After her abduction by the demon king Ravana, Sita is brought to Lanka and held captive in the Ashoka garden, where Ravana orders some demonesses to keep watch over her. During the course of her captivity in the Ashoka grove, Sita was wooed and persuaded by Ravana to accept him as her husband employing various stratagems and ruses. Ravana flattered Sita eulogising her beauty, attempted to awe her with his immense wealth and fortune, as one of incomparable valor, strength, fame and brilliance, and enticed her with the wealth of the world, gifts of spectacular gems, ornaments, perfumes, garments, unimaginable luxury and comfort.
Sita however remained relentless and steadfast in her loyalty to Rama, her husband. According to the Valmiki Ramayana, Sita, picking up a blade of kusha grass and placing it between them, admonished Ravana and warned him that his sinful and deplorable conduct of coveting another man’s wife would lead to his own humiliation and the annihilation of his kingdom and people. The only escape from ruin would be to honourably return her to Rama. Infuriated by her reply, Ravana gave her an ultimatum to marry him within two months, or else be prepared to die, ordering the ferocious ogresses surrounding Sita to frighten her into submission.
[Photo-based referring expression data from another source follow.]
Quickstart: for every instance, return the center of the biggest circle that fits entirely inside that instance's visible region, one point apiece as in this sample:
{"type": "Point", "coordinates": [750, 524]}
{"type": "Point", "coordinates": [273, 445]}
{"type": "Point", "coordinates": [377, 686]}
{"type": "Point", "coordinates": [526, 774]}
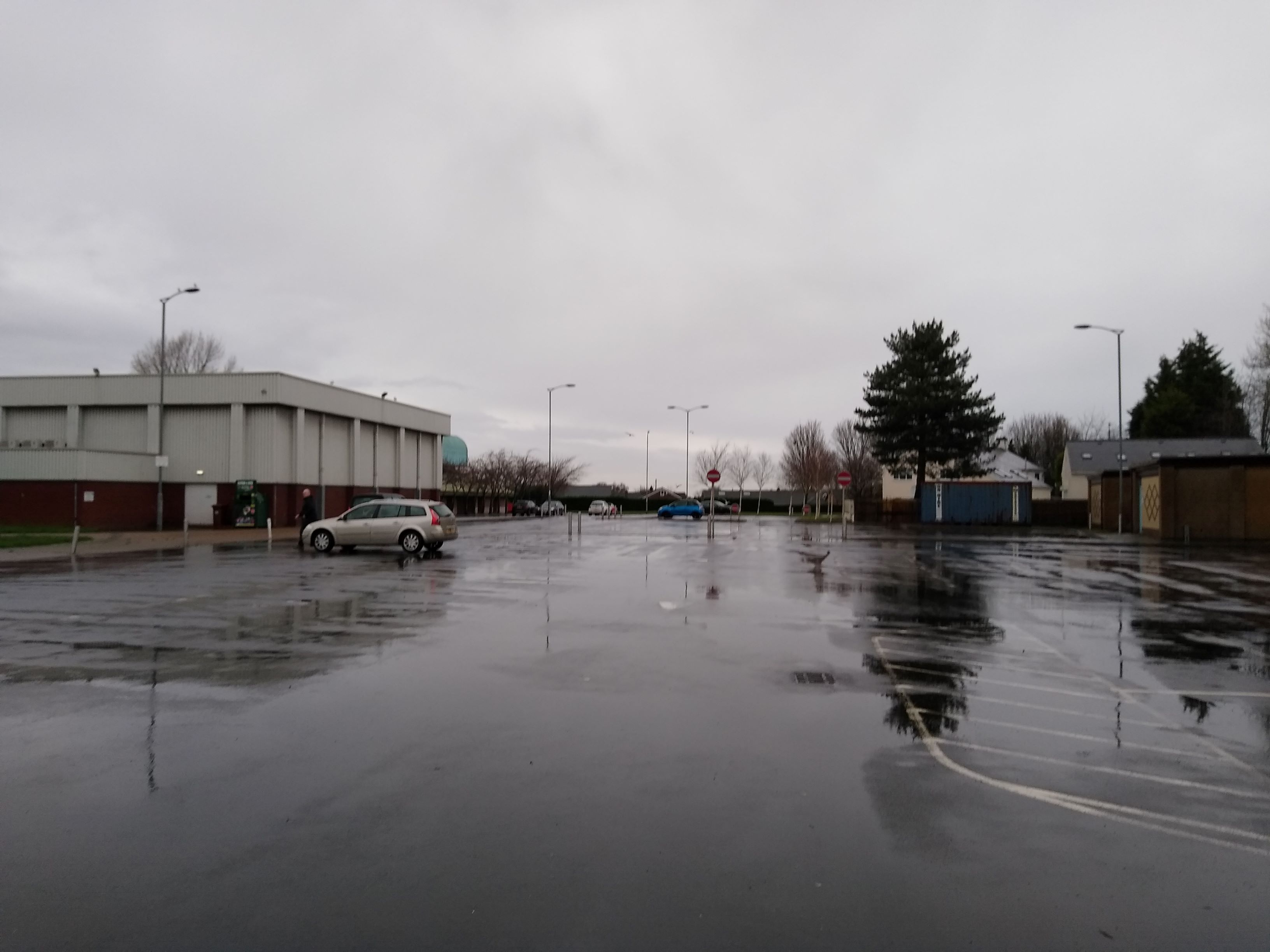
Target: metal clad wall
{"type": "Point", "coordinates": [428, 464]}
{"type": "Point", "coordinates": [42, 465]}
{"type": "Point", "coordinates": [388, 464]}
{"type": "Point", "coordinates": [258, 443]}
{"type": "Point", "coordinates": [313, 433]}
{"type": "Point", "coordinates": [408, 462]}
{"type": "Point", "coordinates": [35, 423]}
{"type": "Point", "coordinates": [119, 428]}
{"type": "Point", "coordinates": [364, 476]}
{"type": "Point", "coordinates": [337, 452]}
{"type": "Point", "coordinates": [215, 389]}
{"type": "Point", "coordinates": [197, 438]}
{"type": "Point", "coordinates": [284, 445]}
The folio depicts this attempt by Ravana to influence and intimidate Sita.
Seated opposite Sita, the ten-headed Ravana is an imposing and fearsome presence, while Sita presents a picture of steadfast resolution. Hideous looking ogresses guard and wait upon the demon king, one holding a fan and another a chowrie, while the others simply hang about, awaiting any orders from Ravana.
The use of bright hues of stringent oranges are balanced by the soft mauves, stark white architecture, the pale blue sky and the delicately rendered flowering blossoms that make up the background. The quality of line, though technically assured in its execution, of the latticework of the perforated balustrade for instance or the precise detailing of the carpets that Ravana and Sita sit on, lack the freshness and warmth of the earlier Guler idiom that influenced the Kangra style. The Kangra style in the early nineteenth century is also marked by a certain hardening of facial features and the straightening of a profile which becomes an almost straight line from the forehead to the tip of the nose, evidenced in the profile of Sita.